The FAIRLYZ Data QC score is a combined percentage reflecting the Findability, Accessibility, Interoperability, and Analyzability of data. Researchers’ feedback on data reuse is incorporated into a separate Reusability score.
25% for F for Findable:
Every Researcher gets at least 25% for the data they register in FAIRLYZ.
FAIRLYZ makes data information findable by complying with unique IDs or persistent IDs as per F1, and F2. (Supported by FAIR-Checker)
Metadata clearly and explicitly includes the identifier of the data it describes, as in F3, and (meta)data are registered or indexed in a searchable resource, as in F4
Searching will be implemented using terms from shared ontologies as in this interoperable principle.
25% for A for Accessible
The Researcher provides URLs for the location of his/her data with the appropriate data access requirements.
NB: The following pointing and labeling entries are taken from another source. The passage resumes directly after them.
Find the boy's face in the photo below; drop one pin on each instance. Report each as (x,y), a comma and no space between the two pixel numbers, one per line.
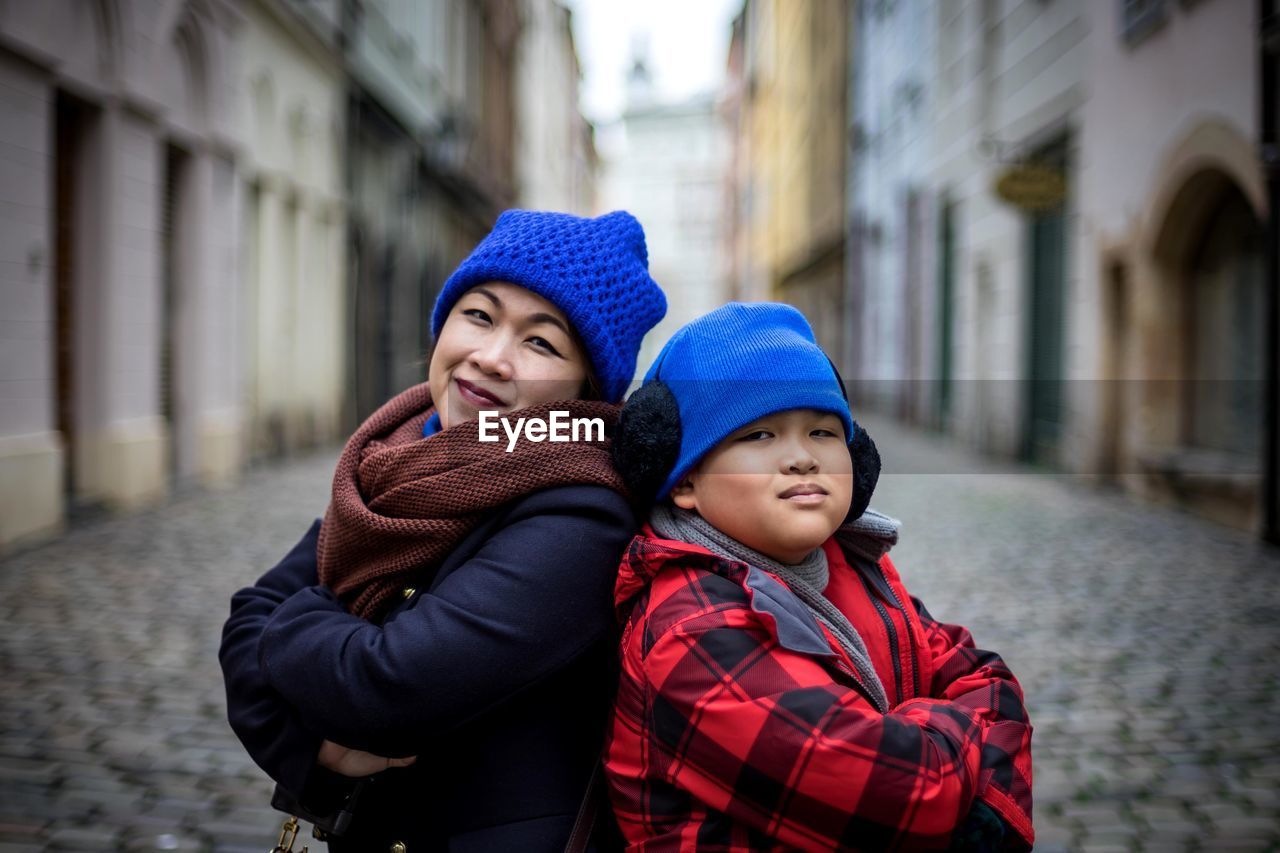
(781,484)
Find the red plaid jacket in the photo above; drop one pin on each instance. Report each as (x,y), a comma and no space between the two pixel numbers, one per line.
(740,725)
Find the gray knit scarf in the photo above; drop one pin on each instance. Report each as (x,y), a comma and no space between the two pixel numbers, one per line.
(807,579)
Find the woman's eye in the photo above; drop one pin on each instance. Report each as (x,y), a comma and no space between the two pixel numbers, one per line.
(543,343)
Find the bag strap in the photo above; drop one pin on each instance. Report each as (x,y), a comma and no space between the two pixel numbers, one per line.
(586,813)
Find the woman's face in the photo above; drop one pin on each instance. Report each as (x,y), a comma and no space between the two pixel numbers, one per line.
(501,349)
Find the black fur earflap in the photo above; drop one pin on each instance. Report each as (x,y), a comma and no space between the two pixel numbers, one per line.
(865,471)
(647,441)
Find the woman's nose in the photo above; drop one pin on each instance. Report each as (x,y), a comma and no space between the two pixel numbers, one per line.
(493,357)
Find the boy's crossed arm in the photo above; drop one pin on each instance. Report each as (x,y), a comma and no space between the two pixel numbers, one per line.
(767,737)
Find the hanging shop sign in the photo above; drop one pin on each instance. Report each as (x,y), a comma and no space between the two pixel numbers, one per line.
(1031,186)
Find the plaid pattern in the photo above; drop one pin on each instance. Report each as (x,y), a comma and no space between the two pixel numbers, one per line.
(726,739)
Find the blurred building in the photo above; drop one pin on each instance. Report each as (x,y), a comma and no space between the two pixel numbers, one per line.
(430,164)
(291,97)
(554,145)
(664,163)
(787,97)
(227,220)
(1173,293)
(118,313)
(1056,236)
(891,293)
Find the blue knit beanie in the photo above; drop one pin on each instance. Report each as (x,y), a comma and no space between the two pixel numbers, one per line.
(740,363)
(595,270)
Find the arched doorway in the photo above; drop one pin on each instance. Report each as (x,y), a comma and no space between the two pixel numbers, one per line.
(1206,347)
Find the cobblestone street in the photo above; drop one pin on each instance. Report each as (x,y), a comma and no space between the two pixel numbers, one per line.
(1146,639)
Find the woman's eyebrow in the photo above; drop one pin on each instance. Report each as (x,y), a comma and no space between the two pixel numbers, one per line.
(547,318)
(488,293)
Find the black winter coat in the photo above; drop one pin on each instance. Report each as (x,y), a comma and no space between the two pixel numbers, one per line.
(498,676)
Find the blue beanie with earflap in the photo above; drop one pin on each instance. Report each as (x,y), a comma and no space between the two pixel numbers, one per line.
(740,363)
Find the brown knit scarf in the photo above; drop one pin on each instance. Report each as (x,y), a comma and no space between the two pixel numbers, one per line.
(401,503)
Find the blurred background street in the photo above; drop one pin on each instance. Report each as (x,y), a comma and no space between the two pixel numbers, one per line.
(1144,639)
(1038,237)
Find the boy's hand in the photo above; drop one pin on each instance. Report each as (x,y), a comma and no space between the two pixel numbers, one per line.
(356,763)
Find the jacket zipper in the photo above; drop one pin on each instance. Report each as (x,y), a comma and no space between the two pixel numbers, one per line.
(915,670)
(892,639)
(859,684)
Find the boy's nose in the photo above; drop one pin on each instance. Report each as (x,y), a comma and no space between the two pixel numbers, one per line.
(798,461)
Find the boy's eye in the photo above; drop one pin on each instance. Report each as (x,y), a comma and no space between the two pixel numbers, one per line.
(543,343)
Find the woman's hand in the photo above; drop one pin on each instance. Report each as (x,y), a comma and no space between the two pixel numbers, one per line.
(356,763)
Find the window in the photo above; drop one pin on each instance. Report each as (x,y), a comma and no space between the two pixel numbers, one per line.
(1139,18)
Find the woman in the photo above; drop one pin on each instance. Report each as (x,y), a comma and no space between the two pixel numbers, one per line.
(449,625)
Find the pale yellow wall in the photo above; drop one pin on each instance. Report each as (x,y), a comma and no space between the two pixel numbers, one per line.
(291,104)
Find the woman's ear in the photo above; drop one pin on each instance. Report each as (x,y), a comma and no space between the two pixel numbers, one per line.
(865,457)
(647,441)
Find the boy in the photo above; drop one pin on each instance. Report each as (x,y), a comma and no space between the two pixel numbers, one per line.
(780,688)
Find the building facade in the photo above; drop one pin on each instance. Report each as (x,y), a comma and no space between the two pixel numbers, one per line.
(120,293)
(554,145)
(1173,264)
(292,109)
(1056,223)
(430,164)
(786,101)
(664,163)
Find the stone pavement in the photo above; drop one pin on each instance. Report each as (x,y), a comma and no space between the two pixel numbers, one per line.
(1146,641)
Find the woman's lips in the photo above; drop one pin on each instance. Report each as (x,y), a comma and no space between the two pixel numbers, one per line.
(478,396)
This complies with A1.1 and A1.2 (Supported by FAIR-Checker).
It also complies with A2 but only after a study is published in a journal and the URL provided and verified: Metadata are accessible, even when the data are no longer available as per A2.
25% for I for Interoperable
The FAIRLYZ-QC process complies with the interoperable FAIR principle by checking that the data uses a machine-readable format as in I1 (Supported by FAIR-Checker), and is annotated with terms from shared ontologies as in I2 (Supported by FAIR-Checker), and I3.
FAIRLYZ extends interoperability from being machine-readable to being integration-ready. It evaluates whether the data can be integrated with other data by checking for clean formatting, minimal missing values, and rich annotations.:
- Genomic Data: Genomic Data QC verifies the presence of essential omics data files.
- subject, phenotype, sample-subject, and genomics files.
- General Data, and Demographic Data: The QC process ensures general data quality by verifying the presence of a descriptive data dictionary and mapping terms to standard ontologies.
The FAIRLYZ QC Interoperability score is an average weighted percentage, where each data type’s score is based on the number of passed checks divided by the total checks for a 25% weight.
5-Star Rating for R for Reusable
FAIRLYZ uses a different method to evaluate reusability than the ones espoused by the R1 principles and supported by FAIR-Checker. While the FAIRLYZ Data QC score can reach 100% upon data contributor completion of data annotation and data quality control, it excludes reusability considerations.
Instead, in FAIRLYZ, users of the data provide a reusability rating. The Reusability score is provided by a 5-star rating system.
At least 3 users (who have reused data) have to provide a rating for the star rating to be displayed.
Users are asked to provide a rating on 4 FAIRLYZ criteria with the 4th criteria being a combination of the reusability and the analyzable criteria. FAIRLYZ stores individual ratings, which the researcher, owner of the data, can inspect, but these are combined into an average rating as shown in the homepage.
The user is presented with these 4 rating criteria:
- Rate how easy it was for you to find the data
- Rate how easy it was for you to access the data
- Rate the data based on interoperability: how well-annotated and complete it is
- Rate the data on reusability: how easy was it to reanalyze or analyze for a new study
25% for LYZ in AnaLYZable
This criterion is unique to FAIRLYZ and not supported by FAIR principles.
Researchers provide the URLs for the software used on their data, as well as the settings, and configurations used for the software. Researchers also provide QC reports from omics pipelines, such as MultiQC reports. With this information, other researchers should be able to reuse the data and redo the analysis.